After mapping this library to the sense strand of the Arabidopsis transcriptome, we find the following distribution of peaks:
Category Total Fraction (there are 53,562,709 possible positions in the txome)
0 18578 0.0003468458
1 9123 0.0001703237
2 364088 0.0067974157
3 97692 0.0018238809
4 182500 0.0034072212
So, let's say we find miRNA / mRNA alignments for a typical miRNA, using the Allen et al. rules and find the following:
score n targets cumulative targets
0 0 0
0.5 0 0
1 0 0
1.5 0 0
2 3 3
2.5 1 4
3 0 4
3.5 0 4
4 2 6
4.5 3 9
5 10 19
5.5 5 24
6 58 82
6.5 32 114
7 175 289
So, just as an example, let's think about alignments with a score of 5 or less .. there are 19 of these from the above table. So, by random chance, if we consider alignments scoreing 5 or less, we have 19 opportunities to get an alignment that corresponds with a degradome peak. As I stated in my last post, this can be considered a binomial process .. we have 19 'trials', each with a certain probability of 'success'. Success in this case is when position ten of an alignment corresponds with that of a degradome peak. So, for a category 0 target, we have 19 trials, each with prob of success=0.0003468458. Using the binomial distribution, we can compute that chance of getting 1 or more random hits in this case as 0.0065695387. Using this logic, we can fill in the table with the probabilities of random hits for each alignment score / category intersection. I have done so in the table below:
score n n_cum. cat0 cat1 cat2 cat3 cat4
0 0 0 0.00E+000 0.00E+000 0.00E+000 0.00E+000 0.00E+000
0.5 0 0 0.00E+000 0.00E+000 0.00E+000 0.00E+000 0.00E+000
1 0 0 0.00E+000 0.00E+000 0.00E+000 0.00E+000 0.00E+000
1.5 0 0 0.00E+000 0.00E+000 0.00E+000 0.00E+000 0.00E+000
2 3 3 1.04E-003 5.11E-004 2.03E-002 5.46E-003 1.02E-002
2.5 1 4 1.39E-003 6.81E-004 2.69E-002 7.28E-003 1.36E-002
3 0 4 1.39E-003 6.81E-004 2.69E-002 7.28E-003 1.36E-002
3.5 0 4 1.39E-003 6.81E-004 2.69E-002 7.28E-003 1.36E-002
4 2 6 2.08E-003 1.02E-003 4.01E-002 1.09E-002 2.03E-002
4.5 3 9 3.12E-003 1.53E-003 5.95E-002 1.63E-002 3.03E-002
5 10 19 6.57E-003 3.23E-003 1.22E-001 3.41E-002 6.28E-002
5.5 5 24 8.29E-003 4.08E-003 1.51E-001 4.29E-002 7.86E-002
6 58 82 2.80E-002 1.39E-002 4.28E-001 1.39E-001 2.44E-001
6.5 32 114 3.88E-002 1.92E-002 5.40E-001 1.88E-001 3.22E-001
7 175 289 9.54E-002 4.80E-002 8.61E-001 4.10E-001 6.27E-001
The only remaining step is to decide on where a reasonable comfort level is. Reasonable cutoffs might be 0.001, 0.01, or 0.05. As an example, let's say we will reject anything with a p >= 0.01 (e.g. >= 1E-2). Looking at the table above, this means we will reject cat.0 hits with alignment scores of 6 and above, cat.1 hits with alignment score of 6 and above, ALL cat.2 hits, cat.3 hits of 4 and above, and ALL cat.4 hits.

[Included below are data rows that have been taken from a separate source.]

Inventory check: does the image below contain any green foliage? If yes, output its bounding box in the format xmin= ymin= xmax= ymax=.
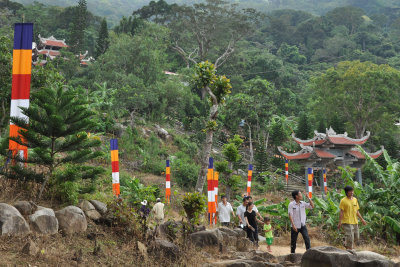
xmin=1 ymin=70 xmax=102 ymax=198
xmin=181 ymin=192 xmax=207 ymax=224
xmin=121 ymin=177 xmax=160 ymax=207
xmin=171 ymin=152 xmax=200 ymax=189
xmin=95 ymin=18 xmax=110 ymax=58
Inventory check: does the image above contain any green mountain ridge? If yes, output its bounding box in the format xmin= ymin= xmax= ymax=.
xmin=11 ymin=0 xmax=400 ymax=26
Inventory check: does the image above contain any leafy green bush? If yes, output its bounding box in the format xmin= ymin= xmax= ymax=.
xmin=181 ymin=192 xmax=207 ymax=224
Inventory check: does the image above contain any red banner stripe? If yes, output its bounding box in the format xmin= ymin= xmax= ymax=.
xmin=111 ymin=161 xmax=119 ymax=172
xmin=11 ymin=74 xmax=31 ymax=99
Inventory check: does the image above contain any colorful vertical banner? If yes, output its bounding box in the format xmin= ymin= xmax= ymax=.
xmin=308 ymin=168 xmax=313 ymax=198
xmin=165 ymin=159 xmax=171 ymax=203
xmin=8 ymin=23 xmax=33 ymax=160
xmin=247 ymin=164 xmax=253 ymax=196
xmin=207 ymin=158 xmax=216 ymax=224
xmin=110 ymin=139 xmax=120 ymax=196
xmin=285 ymin=159 xmax=289 ymax=185
xmin=213 ymin=171 xmax=219 ymax=224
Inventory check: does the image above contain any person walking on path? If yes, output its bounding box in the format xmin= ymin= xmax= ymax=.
xmin=236 ymin=197 xmax=249 ymax=230
xmin=338 ymin=186 xmax=367 ymax=249
xmin=217 ymin=196 xmax=235 ymax=227
xmin=152 ymin=198 xmax=164 ymax=225
xmin=247 ymin=196 xmax=264 ymax=220
xmin=264 ymin=217 xmax=274 ymax=252
xmin=244 ymin=202 xmax=264 ymax=246
xmin=288 ymin=190 xmax=314 ymax=253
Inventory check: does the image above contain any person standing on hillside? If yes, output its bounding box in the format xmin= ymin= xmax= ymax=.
xmin=288 ymin=190 xmax=314 ymax=253
xmin=338 ymin=186 xmax=367 ymax=249
xmin=216 ymin=196 xmax=235 ymax=227
xmin=236 ymin=197 xmax=249 ymax=230
xmin=152 ymin=198 xmax=164 ymax=225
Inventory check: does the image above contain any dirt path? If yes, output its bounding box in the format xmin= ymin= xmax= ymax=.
xmin=259 ymin=244 xmax=306 ymax=256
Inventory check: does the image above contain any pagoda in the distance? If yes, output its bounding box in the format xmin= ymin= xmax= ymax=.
xmin=278 ymin=128 xmax=383 ymax=195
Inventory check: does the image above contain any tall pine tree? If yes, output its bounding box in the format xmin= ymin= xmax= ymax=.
xmin=296 ymin=112 xmax=312 ymax=139
xmin=70 ymin=0 xmax=88 ymax=53
xmin=95 ymin=18 xmax=110 ymax=58
xmin=6 ymin=73 xmax=103 ymax=199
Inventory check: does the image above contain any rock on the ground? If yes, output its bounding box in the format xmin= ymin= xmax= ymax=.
xmin=236 ymin=237 xmax=253 ymax=251
xmin=277 ymin=253 xmax=303 ymax=265
xmin=203 ymin=259 xmax=265 ymax=267
xmin=0 ymin=203 xmax=30 ymax=235
xmin=79 ymin=200 xmax=101 ymax=221
xmin=149 ymin=239 xmax=181 ymax=261
xmin=22 ymin=240 xmax=39 ymax=256
xmin=301 ymin=246 xmax=395 ymax=267
xmin=55 ymin=206 xmax=87 ymax=234
xmin=90 ymin=200 xmax=107 ymax=215
xmin=13 ymin=201 xmax=33 ymax=215
xmin=189 ymin=228 xmax=223 ymax=247
xmin=29 ymin=208 xmax=58 ymax=235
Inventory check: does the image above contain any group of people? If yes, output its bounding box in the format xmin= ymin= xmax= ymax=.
xmin=217 ymin=186 xmax=367 ymax=253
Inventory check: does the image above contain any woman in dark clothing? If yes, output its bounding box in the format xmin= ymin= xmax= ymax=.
xmin=244 ymin=202 xmax=264 ymax=246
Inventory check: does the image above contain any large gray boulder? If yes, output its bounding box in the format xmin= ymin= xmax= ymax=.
xmin=150 ymin=239 xmax=181 ymax=260
xmin=301 ymin=246 xmax=395 ymax=267
xmin=79 ymin=200 xmax=101 ymax=221
xmin=13 ymin=201 xmax=33 ymax=215
xmin=90 ymin=200 xmax=107 ymax=215
xmin=0 ymin=203 xmax=30 ymax=235
xmin=55 ymin=206 xmax=87 ymax=234
xmin=189 ymin=228 xmax=223 ymax=247
xmin=29 ymin=208 xmax=58 ymax=235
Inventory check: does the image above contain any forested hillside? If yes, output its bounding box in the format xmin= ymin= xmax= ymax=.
xmin=11 ymin=0 xmax=400 ymax=25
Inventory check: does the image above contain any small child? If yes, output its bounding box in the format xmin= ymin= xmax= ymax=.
xmin=264 ymin=217 xmax=274 ymax=252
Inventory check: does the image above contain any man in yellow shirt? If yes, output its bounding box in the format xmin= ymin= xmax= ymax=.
xmin=338 ymin=186 xmax=367 ymax=249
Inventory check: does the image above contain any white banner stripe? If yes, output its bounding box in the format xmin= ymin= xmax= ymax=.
xmin=10 ymin=99 xmax=29 ymax=120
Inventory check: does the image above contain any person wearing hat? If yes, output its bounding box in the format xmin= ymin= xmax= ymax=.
xmin=152 ymin=198 xmax=164 ymax=224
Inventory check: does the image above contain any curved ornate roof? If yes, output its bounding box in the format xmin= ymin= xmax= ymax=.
xmin=292 ymin=127 xmax=370 ymax=146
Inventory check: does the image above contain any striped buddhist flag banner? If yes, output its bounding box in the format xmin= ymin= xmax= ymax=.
xmin=207 ymin=158 xmax=215 ymax=224
xmin=247 ymin=164 xmax=253 ymax=196
xmin=110 ymin=139 xmax=120 ymax=196
xmin=214 ymin=171 xmax=219 ymax=224
xmin=165 ymin=159 xmax=171 ymax=203
xmin=285 ymin=159 xmax=289 ymax=185
xmin=308 ymin=168 xmax=313 ymax=198
xmin=8 ymin=23 xmax=33 ymax=160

Note, this should not be interpreted as accepting all alignments below the p-value cutoff as well-supported predictions. The point here is NOT to predict targets based on alignments. Rather, the goal is to identify alignment score cutoffs, for each peak category, below which we have a reasonable belief that any observed degradome peaks, should they actually exist, are unlikely to be due to random chance.
The approach I sketch above has the advantage of NOT relying upon randomized/shuffled miRNA queries to assess degradome data. Shuffling is problematic for two reasons: Computational expense, and the difficulty of achieving shuffled queries that resemble the dinucleotide content of real miRNAs, which is likely to be non-random. In this new approach, no shuffles are required.
Next step is to actually get this into a new CleaveLand version.